Hayden uses SHA256 internally when storing files and when determining if they exist. (This used to be MD5, to parallel 4chan/Asagi)
However not all imageboard software supplies SHA256 hashes, and as such Hayden can do two things (depending on a configuration setting):
- Use the hash provided by the site, plus any other information to determine uniqueness (such as file size & other provided hash algorithms).
Has the chance of causing a conflict, meaning that Hayden will attach a different image to the post than what was actually there.
(Hayden also stores MD5 and SHA1 hashes for this purpose, but doesn't use them elsewhere) - Always download the file and calculate the SHA256 hash on our end, discarding if we already have it.
While it's the most secure & reliable method, it also significantly increases bandwidth required for scraping (typically 50% of images uploaded to 4chan have already been on 4chan, and you likely already have it downloaded)
Pretty much all public archives opt for the first option. For example, all 4chan archives using FoolFuuka (i.e every 4chan archive) only care about the MD5 hash, and as such any conflicts are unknowingly included.

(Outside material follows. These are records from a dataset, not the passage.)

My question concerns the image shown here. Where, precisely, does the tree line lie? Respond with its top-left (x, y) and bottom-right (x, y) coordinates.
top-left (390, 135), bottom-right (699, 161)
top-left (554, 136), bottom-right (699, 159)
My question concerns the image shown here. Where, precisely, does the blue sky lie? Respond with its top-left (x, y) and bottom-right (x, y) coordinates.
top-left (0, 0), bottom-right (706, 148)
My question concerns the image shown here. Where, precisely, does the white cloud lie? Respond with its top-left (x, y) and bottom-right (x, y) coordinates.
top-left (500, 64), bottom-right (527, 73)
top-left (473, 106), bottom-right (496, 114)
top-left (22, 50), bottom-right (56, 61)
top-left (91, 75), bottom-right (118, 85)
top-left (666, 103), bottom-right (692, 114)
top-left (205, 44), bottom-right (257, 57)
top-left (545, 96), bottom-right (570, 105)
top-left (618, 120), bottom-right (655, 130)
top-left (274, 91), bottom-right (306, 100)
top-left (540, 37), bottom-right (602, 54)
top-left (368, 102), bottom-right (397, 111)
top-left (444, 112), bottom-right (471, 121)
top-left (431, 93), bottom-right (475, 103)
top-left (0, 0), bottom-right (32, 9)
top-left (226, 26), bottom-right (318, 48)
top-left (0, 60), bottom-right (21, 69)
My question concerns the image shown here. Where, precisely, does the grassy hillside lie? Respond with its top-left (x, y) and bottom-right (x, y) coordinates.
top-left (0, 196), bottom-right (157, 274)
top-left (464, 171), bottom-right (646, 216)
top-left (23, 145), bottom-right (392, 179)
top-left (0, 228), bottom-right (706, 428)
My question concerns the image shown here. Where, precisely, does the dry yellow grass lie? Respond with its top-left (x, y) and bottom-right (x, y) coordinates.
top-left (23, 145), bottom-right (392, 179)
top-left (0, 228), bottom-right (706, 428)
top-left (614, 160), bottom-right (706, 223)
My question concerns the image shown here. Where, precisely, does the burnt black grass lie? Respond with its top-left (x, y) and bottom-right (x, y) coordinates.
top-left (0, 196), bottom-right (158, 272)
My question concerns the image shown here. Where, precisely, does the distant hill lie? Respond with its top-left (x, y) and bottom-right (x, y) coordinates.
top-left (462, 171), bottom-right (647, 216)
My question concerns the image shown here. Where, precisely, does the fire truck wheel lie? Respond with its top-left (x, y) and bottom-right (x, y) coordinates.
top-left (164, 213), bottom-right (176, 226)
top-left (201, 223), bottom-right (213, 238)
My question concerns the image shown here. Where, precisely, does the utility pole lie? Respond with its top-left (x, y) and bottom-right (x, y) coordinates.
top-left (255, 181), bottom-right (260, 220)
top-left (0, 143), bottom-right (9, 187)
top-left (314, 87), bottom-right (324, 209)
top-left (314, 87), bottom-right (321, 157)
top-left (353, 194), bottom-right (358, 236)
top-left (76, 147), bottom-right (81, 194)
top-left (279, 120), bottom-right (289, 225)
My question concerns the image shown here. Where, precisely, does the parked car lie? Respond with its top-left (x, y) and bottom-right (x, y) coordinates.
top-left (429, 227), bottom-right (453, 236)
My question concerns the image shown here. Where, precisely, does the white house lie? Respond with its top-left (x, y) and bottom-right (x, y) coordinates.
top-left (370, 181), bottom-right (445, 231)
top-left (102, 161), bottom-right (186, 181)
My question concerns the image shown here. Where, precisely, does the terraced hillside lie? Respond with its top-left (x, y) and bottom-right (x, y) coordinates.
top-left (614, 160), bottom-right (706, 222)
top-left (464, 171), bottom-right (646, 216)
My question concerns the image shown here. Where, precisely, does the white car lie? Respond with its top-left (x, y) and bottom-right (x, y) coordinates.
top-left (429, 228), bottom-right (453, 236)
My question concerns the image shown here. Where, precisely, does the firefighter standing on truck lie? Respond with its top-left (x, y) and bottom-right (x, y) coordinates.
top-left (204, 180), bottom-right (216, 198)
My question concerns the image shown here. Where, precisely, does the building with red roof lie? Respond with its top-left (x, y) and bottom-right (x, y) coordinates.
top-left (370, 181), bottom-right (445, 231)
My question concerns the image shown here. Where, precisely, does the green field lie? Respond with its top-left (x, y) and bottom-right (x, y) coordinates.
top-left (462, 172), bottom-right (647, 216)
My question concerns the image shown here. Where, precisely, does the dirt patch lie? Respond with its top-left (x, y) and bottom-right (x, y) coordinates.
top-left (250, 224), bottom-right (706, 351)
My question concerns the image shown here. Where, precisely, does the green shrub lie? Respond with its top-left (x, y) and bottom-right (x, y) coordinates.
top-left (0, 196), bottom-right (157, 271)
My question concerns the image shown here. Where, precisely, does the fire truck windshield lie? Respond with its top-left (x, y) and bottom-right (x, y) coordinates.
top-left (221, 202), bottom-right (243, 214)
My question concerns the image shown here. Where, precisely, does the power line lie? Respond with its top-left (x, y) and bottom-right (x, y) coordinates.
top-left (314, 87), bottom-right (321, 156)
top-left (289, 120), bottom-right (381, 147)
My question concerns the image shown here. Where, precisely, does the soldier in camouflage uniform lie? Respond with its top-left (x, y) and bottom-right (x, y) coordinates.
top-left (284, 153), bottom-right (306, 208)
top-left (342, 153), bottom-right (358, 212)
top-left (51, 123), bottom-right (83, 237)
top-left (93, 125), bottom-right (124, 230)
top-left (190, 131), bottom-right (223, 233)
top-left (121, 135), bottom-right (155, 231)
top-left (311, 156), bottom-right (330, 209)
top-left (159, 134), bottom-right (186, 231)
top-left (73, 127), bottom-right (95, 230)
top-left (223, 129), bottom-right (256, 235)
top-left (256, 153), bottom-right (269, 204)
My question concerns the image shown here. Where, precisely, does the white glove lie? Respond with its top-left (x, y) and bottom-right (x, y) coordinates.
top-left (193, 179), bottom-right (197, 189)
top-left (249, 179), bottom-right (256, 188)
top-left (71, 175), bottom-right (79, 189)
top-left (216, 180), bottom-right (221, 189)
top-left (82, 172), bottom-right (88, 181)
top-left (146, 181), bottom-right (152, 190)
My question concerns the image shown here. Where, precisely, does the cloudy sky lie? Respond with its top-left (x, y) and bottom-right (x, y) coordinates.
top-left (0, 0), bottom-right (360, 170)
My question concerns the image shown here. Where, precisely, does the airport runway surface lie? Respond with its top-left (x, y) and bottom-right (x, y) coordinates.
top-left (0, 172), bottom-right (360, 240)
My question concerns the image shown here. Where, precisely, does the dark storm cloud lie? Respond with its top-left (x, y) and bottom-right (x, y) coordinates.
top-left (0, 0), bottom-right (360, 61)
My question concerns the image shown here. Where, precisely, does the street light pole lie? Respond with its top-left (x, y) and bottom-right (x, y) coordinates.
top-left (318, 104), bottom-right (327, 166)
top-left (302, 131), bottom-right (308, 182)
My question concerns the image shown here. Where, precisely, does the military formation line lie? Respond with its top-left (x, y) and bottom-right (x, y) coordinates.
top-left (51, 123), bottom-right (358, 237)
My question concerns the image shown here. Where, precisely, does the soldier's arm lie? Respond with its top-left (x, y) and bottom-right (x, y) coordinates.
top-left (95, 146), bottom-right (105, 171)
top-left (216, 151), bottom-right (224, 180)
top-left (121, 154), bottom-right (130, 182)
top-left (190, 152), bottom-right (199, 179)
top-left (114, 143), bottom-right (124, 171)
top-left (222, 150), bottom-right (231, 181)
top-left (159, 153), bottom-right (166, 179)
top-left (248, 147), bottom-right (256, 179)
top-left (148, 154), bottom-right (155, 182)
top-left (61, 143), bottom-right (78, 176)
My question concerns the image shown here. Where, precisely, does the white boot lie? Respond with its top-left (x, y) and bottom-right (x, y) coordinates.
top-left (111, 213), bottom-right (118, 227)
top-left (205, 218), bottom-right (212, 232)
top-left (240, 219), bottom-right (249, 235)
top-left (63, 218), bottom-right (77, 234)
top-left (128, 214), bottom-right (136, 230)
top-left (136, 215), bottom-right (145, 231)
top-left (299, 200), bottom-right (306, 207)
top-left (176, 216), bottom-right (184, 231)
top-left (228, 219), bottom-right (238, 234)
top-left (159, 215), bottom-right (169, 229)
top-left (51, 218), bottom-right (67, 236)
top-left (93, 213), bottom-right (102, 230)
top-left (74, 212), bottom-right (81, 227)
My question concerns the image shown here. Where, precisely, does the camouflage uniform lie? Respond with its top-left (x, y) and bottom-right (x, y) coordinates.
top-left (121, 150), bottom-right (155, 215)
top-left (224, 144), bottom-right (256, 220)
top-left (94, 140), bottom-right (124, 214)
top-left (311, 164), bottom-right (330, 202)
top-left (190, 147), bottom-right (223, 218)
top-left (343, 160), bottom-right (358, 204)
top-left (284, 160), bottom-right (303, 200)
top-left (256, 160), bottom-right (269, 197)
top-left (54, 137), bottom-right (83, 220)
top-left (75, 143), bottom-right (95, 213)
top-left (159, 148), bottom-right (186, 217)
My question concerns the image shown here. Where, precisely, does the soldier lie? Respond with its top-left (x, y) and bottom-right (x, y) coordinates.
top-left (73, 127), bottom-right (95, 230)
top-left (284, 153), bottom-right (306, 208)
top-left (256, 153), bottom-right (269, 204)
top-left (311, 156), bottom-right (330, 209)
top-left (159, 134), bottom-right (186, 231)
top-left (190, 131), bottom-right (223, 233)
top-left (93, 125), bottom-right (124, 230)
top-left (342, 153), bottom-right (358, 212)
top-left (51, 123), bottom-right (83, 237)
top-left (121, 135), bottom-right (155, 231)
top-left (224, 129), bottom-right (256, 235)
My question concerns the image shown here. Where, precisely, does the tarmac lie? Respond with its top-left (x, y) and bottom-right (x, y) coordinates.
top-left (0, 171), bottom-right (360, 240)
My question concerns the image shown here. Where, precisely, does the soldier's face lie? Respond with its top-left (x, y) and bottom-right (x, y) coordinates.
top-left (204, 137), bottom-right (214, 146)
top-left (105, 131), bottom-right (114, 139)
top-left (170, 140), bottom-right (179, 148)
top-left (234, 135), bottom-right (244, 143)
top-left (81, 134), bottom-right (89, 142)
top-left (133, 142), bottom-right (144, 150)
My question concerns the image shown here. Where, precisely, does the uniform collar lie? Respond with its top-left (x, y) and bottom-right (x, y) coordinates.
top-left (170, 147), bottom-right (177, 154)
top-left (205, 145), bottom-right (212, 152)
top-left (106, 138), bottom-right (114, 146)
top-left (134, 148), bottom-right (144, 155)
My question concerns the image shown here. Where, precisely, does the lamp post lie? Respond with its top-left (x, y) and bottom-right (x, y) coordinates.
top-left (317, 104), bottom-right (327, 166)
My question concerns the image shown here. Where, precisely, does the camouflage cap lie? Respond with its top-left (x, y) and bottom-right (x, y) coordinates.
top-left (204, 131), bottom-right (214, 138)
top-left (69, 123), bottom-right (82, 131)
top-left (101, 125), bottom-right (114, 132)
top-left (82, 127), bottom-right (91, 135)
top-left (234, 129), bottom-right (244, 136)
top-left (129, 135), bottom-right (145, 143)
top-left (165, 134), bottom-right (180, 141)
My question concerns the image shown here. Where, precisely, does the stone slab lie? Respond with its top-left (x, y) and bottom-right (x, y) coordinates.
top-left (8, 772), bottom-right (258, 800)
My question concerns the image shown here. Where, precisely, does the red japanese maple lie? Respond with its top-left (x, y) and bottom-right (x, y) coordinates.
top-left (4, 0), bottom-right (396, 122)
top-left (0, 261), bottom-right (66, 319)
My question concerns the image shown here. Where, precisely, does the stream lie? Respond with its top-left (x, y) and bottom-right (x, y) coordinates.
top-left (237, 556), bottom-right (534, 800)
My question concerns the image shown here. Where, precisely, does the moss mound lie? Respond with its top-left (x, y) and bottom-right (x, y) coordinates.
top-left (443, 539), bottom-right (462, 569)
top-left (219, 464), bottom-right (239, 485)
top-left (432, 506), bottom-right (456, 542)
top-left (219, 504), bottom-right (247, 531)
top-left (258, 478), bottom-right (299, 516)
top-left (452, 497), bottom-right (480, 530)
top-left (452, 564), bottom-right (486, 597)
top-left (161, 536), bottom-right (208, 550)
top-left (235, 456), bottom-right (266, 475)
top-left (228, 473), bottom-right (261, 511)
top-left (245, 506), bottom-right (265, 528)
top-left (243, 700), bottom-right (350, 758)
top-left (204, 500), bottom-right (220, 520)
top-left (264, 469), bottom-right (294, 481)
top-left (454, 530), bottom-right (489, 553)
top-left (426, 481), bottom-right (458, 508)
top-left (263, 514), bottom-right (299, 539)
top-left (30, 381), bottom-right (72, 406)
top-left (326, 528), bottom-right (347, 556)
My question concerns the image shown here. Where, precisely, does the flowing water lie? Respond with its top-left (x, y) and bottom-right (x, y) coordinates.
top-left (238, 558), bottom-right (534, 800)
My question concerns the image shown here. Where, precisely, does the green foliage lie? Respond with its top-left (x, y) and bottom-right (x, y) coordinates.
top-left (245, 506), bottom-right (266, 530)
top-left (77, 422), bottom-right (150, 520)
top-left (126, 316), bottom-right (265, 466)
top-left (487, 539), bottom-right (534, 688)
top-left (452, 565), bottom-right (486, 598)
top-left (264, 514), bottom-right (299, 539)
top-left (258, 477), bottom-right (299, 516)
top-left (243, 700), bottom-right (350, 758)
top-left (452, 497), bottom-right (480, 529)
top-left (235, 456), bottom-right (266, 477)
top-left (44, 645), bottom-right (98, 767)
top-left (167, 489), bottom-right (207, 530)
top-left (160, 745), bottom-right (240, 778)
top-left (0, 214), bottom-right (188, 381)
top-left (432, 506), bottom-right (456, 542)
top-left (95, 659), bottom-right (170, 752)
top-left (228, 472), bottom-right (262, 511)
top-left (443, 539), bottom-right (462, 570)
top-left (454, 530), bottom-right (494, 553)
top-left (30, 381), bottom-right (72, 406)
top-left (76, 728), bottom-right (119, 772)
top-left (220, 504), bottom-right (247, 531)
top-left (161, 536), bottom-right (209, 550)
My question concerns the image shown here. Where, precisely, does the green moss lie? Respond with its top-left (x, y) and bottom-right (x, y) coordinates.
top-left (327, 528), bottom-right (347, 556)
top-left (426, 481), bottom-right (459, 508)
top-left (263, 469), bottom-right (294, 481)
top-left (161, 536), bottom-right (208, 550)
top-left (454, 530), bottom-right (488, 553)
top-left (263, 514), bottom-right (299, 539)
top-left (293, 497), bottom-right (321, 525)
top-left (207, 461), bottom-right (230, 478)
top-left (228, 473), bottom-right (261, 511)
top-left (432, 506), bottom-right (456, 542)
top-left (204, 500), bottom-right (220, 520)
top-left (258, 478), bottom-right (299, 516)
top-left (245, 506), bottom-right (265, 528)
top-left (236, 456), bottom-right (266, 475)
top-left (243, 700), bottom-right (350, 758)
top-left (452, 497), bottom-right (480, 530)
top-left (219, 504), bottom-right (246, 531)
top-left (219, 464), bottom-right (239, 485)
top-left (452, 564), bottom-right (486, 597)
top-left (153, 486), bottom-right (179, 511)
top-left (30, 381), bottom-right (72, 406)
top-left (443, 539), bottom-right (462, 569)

The conflicts themselves are incredibly rare though, unless someone is intentionally trying to cause one to happen.
If no hash is available, then Hayden cannot skip downloading known images as it can't actually figure out what has already been downloaded.
(Add-on to [1])
Because Stephen Lynx is a fucking idiot, there's no way of getting a reliable hash from LynxChan.
There's no hash provided by LynxChan's HTML or very limited API; instead it can only determined by the URL of the images.
This is unreliable for 2 reasons:
-
Depending on the version of LynxChan, it can either be using MD5 or SHA256 hashes. (And yes, this is an issue in the real world. Endchan uses MD5, while 8chan.moe uses SHA256)
-
The hash itself can be wrong. If the EXIF cleaning module is enabled, then the hash in the filename is the hash of the file BEFORE it got cleaned, and as such the hash is not the hash of the file you actually download. Fucking useless.
As a result, with LynxChan every file has to be redownloaded, even if you already have a copy of it.
Exists on the website, but is not provided via the API.
It's shit and might as well not have one. These imageboards also have the option to disable the API for whatever possible reason, meaning that some of these sites might actually not be scrapeable out of the box.